In honor of National Cybersecurity Awareness Month, we have connected with Roger Nebel— an IMS Elite Expert in the cybersecurity industry— to learn more about how cybersecurity is affecting business litigation, and what attorneys should be aware of regarding cybersecurity.

IMS: What should attorneys be aware of for cybersecurity in their own practices?

Nebel: “Email is not secure. A secure reading room is better, especially with good auditing. Strong barriers at the borders with the Internet are necessary. Strong access controls inside the border are also necessary. As are near-continuous audits. I recently found an earlier draft of an opposing expert report publicly on google docs that had an opinion that did not favor the expert or his client. Oops.”  

IMS: How is the cybersecurity industry affecting business litigation? What are your forecasts on the cybersecurity litigation front?

Nebel: “Patents and trade secrets raise the barriers of entry and as [the] industry consolidates I see a rise in litigation related to those. Patents of security technology are expanding to defend the market space and startups are evolving novel products that attempt to solve problems and get around those barriers. Trade secrets make it more difficult to change jobs as courts decide between ‘know-how’ and plain old stealing.”

IMS: How cyber-secure are smart contracts?

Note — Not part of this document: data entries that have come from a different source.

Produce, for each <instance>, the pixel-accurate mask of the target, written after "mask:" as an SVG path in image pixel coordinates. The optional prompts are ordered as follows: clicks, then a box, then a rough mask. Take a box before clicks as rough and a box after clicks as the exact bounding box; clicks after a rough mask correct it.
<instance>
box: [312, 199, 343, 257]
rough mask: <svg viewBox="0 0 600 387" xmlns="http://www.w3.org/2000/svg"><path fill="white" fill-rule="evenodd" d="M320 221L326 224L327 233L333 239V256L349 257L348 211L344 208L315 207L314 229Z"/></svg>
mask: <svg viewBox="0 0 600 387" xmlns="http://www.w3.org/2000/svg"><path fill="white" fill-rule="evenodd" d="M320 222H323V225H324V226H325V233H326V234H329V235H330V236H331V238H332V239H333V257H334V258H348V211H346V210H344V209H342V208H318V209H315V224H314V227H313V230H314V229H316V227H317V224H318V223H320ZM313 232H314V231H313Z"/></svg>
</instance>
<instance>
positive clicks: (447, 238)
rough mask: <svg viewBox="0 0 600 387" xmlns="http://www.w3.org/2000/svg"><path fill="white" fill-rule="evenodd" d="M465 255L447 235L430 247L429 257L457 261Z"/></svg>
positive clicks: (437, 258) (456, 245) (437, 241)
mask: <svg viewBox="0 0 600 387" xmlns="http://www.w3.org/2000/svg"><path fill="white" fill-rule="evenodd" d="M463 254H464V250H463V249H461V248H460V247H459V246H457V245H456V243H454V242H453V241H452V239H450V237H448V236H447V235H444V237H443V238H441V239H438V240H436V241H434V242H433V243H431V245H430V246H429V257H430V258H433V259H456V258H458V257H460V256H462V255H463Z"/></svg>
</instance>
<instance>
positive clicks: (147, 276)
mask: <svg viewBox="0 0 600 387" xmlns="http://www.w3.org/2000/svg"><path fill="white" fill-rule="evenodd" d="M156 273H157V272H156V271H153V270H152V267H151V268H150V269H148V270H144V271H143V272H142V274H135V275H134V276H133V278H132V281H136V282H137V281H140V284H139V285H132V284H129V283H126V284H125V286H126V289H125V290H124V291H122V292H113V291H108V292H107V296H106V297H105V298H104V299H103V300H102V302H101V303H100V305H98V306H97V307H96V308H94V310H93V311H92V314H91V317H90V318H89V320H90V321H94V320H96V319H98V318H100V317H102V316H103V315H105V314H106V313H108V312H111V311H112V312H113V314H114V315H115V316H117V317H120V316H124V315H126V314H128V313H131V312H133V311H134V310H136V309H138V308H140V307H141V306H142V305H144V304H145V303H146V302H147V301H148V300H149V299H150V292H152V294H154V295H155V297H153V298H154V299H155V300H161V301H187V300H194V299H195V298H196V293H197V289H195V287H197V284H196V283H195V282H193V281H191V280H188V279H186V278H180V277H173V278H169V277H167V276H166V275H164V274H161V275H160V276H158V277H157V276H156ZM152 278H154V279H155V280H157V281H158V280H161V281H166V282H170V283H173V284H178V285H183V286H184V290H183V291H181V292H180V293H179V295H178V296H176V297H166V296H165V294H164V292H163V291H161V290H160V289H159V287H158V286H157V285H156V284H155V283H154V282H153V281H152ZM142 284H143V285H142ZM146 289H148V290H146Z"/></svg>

Nebel: “It depends. There has been an increase in electronically signed documents being valid for real estate contracts and certain disclosures, but not for others. Closing and recording still requires so-called wet signatures and physical proof of identity. In security we talk about the characteristic of non-repudiation - a party can't deny they took part in a transaction and signed the document. With Docusign and others the proof of identity is tenuous at best and they've recently been used in a phishing campaign. Contract signing is only as strong as the proof of identity used to validate the parties. So you have to look at the process and decide how secure it is and how much risk you're willing to accept. To the extent it depends on an out-of-band process by a trusted third party, the better. Passports and driver's licenses are an example. Target was broken into through their HVAC contractor. Supply chain issues are very important.“

IMS: How can attorneys and/or corporations minimize cybersecurity litigation risks?

Nebel: “Be careful that you are not violating someone else's patent without an agreement. Do not encourage people that have worked for the competitor to use trade secrets of the former employer. Conduct a risk assessment of all Intellectual Property (IP) to make sure it is yours.”  

About Roger Nebel:

Roger Nebel is a distinguished information security and regulatory compliance practice leader and experienced technology subject matter expert. He has over 30 years of direct technical work, consulting, progressive management responsibilities, executive and board-level positions, and special assignments in the federal and commercial IT and infosec markets.

He has authored numerous expert reports on technology and provided consulting expertise and testimony for complex software, intellectual property, and information security matters. He has served as the Independent Consultant/Monitor on settlements before the SEC, FTC, NYSE, and FINRA as well as Non-Prosecution Agreements with the DOJ.

Mr. Nebel has held executive responsibility for the successful launch of packaged application-level security professional services offerings at three companies and led technical due diligence teams for mergers and acquisitions.

He is a frequent public speaker on the challenges of managing information security in the Internet-facing application era. With global theater-level intelligence information experience, Mr. Nebel has led or collaborated on the development or assessment of hundreds of IT systems and projects.